Todas las familias (que no os engañen sus sonrisas superficiales) están cuajadas de zonas oscuras, de viejos secretos, de traumas silenciosos o silenciados. Y eso que llamamos armonía no es, quizá, sino el meticuloso esfuerzo que en su seno se realiza para que las fricciones, los rencores, las viejas afrentas, las traiciones o las deudas queden maquillados (incluso sinceramente). A veces, ese dolor no tiene nada que ver con quienes nos rodean en el seno familiar; a veces, sí. Pero en todos los corazones se guarda una sentina cuya puerta, de bisagras chirriantes y con el picaporte oxidado, conviene no abrir.

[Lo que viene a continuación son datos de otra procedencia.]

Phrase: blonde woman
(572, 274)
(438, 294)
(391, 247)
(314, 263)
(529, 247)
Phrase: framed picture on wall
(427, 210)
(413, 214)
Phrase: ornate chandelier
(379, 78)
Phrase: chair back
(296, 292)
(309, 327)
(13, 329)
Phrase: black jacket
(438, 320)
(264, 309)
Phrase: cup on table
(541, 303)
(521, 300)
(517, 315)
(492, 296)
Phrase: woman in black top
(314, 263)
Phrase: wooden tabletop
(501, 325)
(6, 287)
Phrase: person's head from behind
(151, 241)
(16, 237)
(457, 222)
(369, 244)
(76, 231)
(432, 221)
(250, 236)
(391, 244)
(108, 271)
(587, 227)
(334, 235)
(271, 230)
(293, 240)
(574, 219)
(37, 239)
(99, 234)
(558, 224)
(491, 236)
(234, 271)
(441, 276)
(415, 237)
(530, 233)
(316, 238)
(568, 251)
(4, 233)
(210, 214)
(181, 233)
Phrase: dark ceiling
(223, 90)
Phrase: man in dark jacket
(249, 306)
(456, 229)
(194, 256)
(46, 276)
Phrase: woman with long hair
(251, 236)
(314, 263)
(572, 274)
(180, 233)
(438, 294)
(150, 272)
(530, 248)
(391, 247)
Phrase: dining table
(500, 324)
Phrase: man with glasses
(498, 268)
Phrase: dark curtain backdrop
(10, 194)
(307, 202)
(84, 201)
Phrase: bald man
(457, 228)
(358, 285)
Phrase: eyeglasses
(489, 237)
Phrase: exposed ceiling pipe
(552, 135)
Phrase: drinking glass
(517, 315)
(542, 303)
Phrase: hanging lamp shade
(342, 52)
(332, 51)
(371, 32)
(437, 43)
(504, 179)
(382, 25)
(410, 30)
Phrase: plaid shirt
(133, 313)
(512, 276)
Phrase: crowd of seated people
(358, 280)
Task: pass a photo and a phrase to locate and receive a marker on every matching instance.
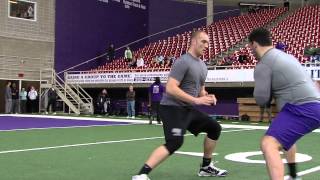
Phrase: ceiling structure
(235, 2)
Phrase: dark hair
(157, 80)
(262, 36)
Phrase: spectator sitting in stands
(140, 61)
(228, 61)
(160, 59)
(313, 52)
(281, 46)
(172, 59)
(111, 53)
(167, 63)
(242, 58)
(128, 54)
(133, 63)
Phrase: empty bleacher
(300, 29)
(223, 35)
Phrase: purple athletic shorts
(293, 122)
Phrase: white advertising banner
(227, 75)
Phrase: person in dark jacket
(52, 100)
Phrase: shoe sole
(210, 175)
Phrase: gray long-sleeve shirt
(281, 76)
(8, 93)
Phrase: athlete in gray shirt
(191, 73)
(185, 88)
(281, 76)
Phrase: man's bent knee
(174, 144)
(269, 142)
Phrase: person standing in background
(128, 54)
(52, 100)
(111, 53)
(32, 94)
(23, 100)
(8, 98)
(156, 91)
(131, 94)
(15, 98)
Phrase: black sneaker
(212, 170)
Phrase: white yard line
(68, 127)
(95, 143)
(77, 118)
(308, 171)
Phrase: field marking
(308, 171)
(67, 127)
(77, 118)
(97, 143)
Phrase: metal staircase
(72, 95)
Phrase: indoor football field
(36, 147)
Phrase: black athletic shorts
(177, 119)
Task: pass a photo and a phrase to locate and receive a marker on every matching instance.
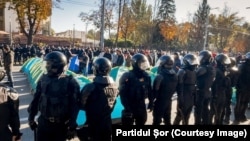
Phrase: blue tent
(74, 64)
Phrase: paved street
(22, 86)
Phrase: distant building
(74, 34)
(8, 19)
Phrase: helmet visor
(144, 65)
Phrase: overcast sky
(67, 18)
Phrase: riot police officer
(164, 86)
(233, 77)
(134, 88)
(56, 99)
(8, 61)
(186, 89)
(9, 113)
(219, 87)
(242, 91)
(205, 77)
(98, 99)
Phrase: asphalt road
(23, 87)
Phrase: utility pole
(118, 26)
(73, 35)
(86, 32)
(102, 25)
(10, 22)
(206, 27)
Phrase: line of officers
(203, 83)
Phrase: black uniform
(233, 77)
(186, 89)
(56, 100)
(205, 77)
(242, 91)
(164, 87)
(219, 87)
(9, 113)
(134, 88)
(98, 99)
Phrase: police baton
(35, 134)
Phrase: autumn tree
(30, 14)
(94, 16)
(165, 27)
(127, 23)
(142, 14)
(200, 21)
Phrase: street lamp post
(206, 28)
(86, 34)
(73, 35)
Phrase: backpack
(54, 100)
(138, 88)
(7, 92)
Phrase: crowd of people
(202, 80)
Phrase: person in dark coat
(8, 60)
(219, 87)
(233, 77)
(134, 88)
(9, 113)
(164, 86)
(56, 98)
(242, 91)
(186, 89)
(205, 77)
(98, 100)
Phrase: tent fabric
(74, 64)
(33, 70)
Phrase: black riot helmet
(165, 62)
(247, 58)
(102, 66)
(222, 60)
(140, 62)
(205, 57)
(2, 75)
(55, 62)
(190, 60)
(233, 64)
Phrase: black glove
(71, 133)
(18, 136)
(180, 103)
(32, 124)
(150, 106)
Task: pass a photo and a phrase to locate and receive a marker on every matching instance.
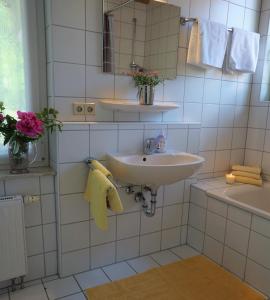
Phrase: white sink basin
(153, 170)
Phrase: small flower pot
(146, 94)
(18, 154)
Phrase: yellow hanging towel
(96, 165)
(247, 180)
(101, 193)
(246, 174)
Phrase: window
(22, 59)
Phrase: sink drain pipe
(149, 209)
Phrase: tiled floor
(73, 287)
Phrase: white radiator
(13, 260)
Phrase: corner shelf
(134, 106)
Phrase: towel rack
(184, 21)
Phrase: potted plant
(19, 133)
(146, 82)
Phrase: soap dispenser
(161, 143)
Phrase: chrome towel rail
(184, 21)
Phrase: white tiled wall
(81, 244)
(220, 101)
(232, 237)
(40, 223)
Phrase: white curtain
(22, 57)
(12, 60)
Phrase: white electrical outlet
(79, 108)
(90, 108)
(31, 199)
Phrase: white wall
(258, 137)
(220, 101)
(81, 244)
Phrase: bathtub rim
(220, 194)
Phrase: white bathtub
(252, 198)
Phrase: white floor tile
(165, 257)
(185, 252)
(61, 288)
(91, 278)
(79, 296)
(119, 271)
(35, 292)
(142, 264)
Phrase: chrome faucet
(154, 145)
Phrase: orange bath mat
(196, 278)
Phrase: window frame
(39, 101)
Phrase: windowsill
(34, 172)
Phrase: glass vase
(146, 94)
(18, 157)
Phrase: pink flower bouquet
(29, 127)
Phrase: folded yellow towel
(255, 170)
(98, 166)
(242, 179)
(246, 174)
(100, 191)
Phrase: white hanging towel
(243, 51)
(207, 44)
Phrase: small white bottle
(161, 143)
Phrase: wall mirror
(140, 35)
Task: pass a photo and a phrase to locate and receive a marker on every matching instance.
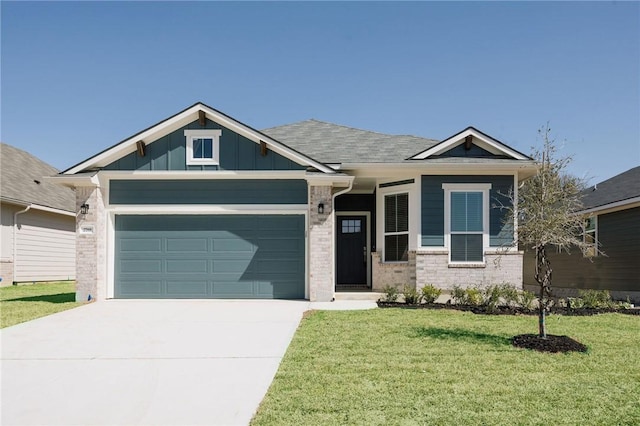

El escritor valenciano Rafael Soler nos invita a un terrible espectáculo narrativo (de apariencia inofensiva) en su trabajo La pistola de mi padre, que publica el sello Contrabando. En él nos presenta a la familia Cortázar, donde cada miembro (hasta el guadiánico y tangencial Roberto) esconde en los bolsillos sus rarezas, sus odios, sus heridas: el patriarca Aníbal, que trabajó como viajante de comercio hasta que se reconvirtió en dueño de un bar en Madrid; su esposa Rosario, que es consciente de que la trayectoria de su familia no ha sido precisamente amable y que se reconforta con tientos a la botella de anís; Carlos, el hijo, que camufla en las conquistas amorosas con alumnas su fracaso esencial como escritor, pues no ha logrado el éxito que esperaba; Isabel, la hija, aquejada de un trastorno bipolar que tortura su alma y la existencia de quienes la rodean. Cada uno de ellos se enfrenta a los problemas de forma aislada, sin abrirse a los demás: Aníbal, con el rencor hacia su hermano Roberto y con las caricias furtivas al arma que esconde en una caja; Rosario, grabando cintas de audio donde confiesa sus frustraciones, sus torpezas, sus esperanzas inútiles; Carlos, convirtiendo en metáforas parciales su vida fracasada (esposa que le pide el divorcio, alumnas que lo abandonan al poco de iniciar su relación, hijas con las que se comunica mal); Isabel, redactando un diario sincopado y neurótico, que guarda al fondo del armario.

Este gran tratado sobre la incomunicación y sobre los secretos familiares, que alcanza cotas psicológicas y líricas de elevada altura, exige del lector una mirada que acompañe estrechamente a la narradora de la historia, “tan discreta” (como se define a sí misma en la página 129). Se aprende mucho haciéndolo.